Kani Kauahi

Arizona Rattlers
- Title: Assistant head coach

Personal information
- Born: September 6, 1959 (age 66) Kekaha, Hawaii, U.S.
- Listed height: 6 ft 2 in (1.88 m)
- Listed weight: 260 lb (118 kg)

Career information
- High school: Kamehameha Schools (Honolulu, Hawaii)
- College: Hawaii
- NFL draft: 1982: undrafted

Career history

Playing
- Seattle Seahawks (1982–1986); Green Bay Packers (1988); Phoenix Cardinals (1989–1991); Kansas City Chiefs (1992); Phoenix Cardinals (1993); Saskatchewan Roughriders (1994);

Coaching
- Mesa (AZ) (OL, 1995); Arizona Cardinals (S&C, 1996–1997); BC Lions (OL, 1998–2000); San Francisco Rage (2001); Ottawa Renegades (Asst. HC/OC, 2002–2005); Hamilton Tiger-Cats (2006); Arizona Rattlers (OL/Asst. HC, 2007–present);

Awards and highlights
- 3× ArenaBowl champion (2012, 2013, 2014); United Bowl champion (2017);

Career NFL statistics
- Games played: 140
- Games started: 7
- Fumble recoveries: 2
- Stats at Pro Football Reference

= Kani Kauahi =

American football player and coach (born 1959)

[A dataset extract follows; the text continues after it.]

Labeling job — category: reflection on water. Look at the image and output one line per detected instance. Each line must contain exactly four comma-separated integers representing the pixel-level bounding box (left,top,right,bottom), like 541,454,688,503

Daniel Kani Kauahi (born September 6, 1959) is an American professional football coach and former player who is the assistant head coach for the Arizona Rattlers in the Indoor Football League (AFL). He played professionally as a center in the National Football League (NFL). He joined the Rattlers in 2007 as the defensive line coach.

==Playing career==
Kauahi grew up on the Hawaiian island of Kaua'i, and played college football with the Arizona State Sun Devils and the Hawaii Warriors. He then played center for 12 seasons in Pro Football, with the Seattle Seahawks, the Green Bay Packers, the Phoenix Cardinals, the Kansas City Chiefs and Saskatchewan Roughriders.

==Coaching career==
Kauahi has coached at the college level (Mesa Community College), and at the professional level in the NFL (Arizona Cardinals), the CFL (BC Lions, Ottawa Renegades, and the Hamilton Tiger-Cats), and in the XFL San Francisco Rage.

Kani also was the offensive line coach one season for his son's high school football team, Desert Vista High School, in Phoenix, Arizona.

Most recently Kauahi has been coaching at the University of Waterloo in Waterloo, Ontario as the Offensive Line Coach.
Also, coaching with the Arizona Rattlers.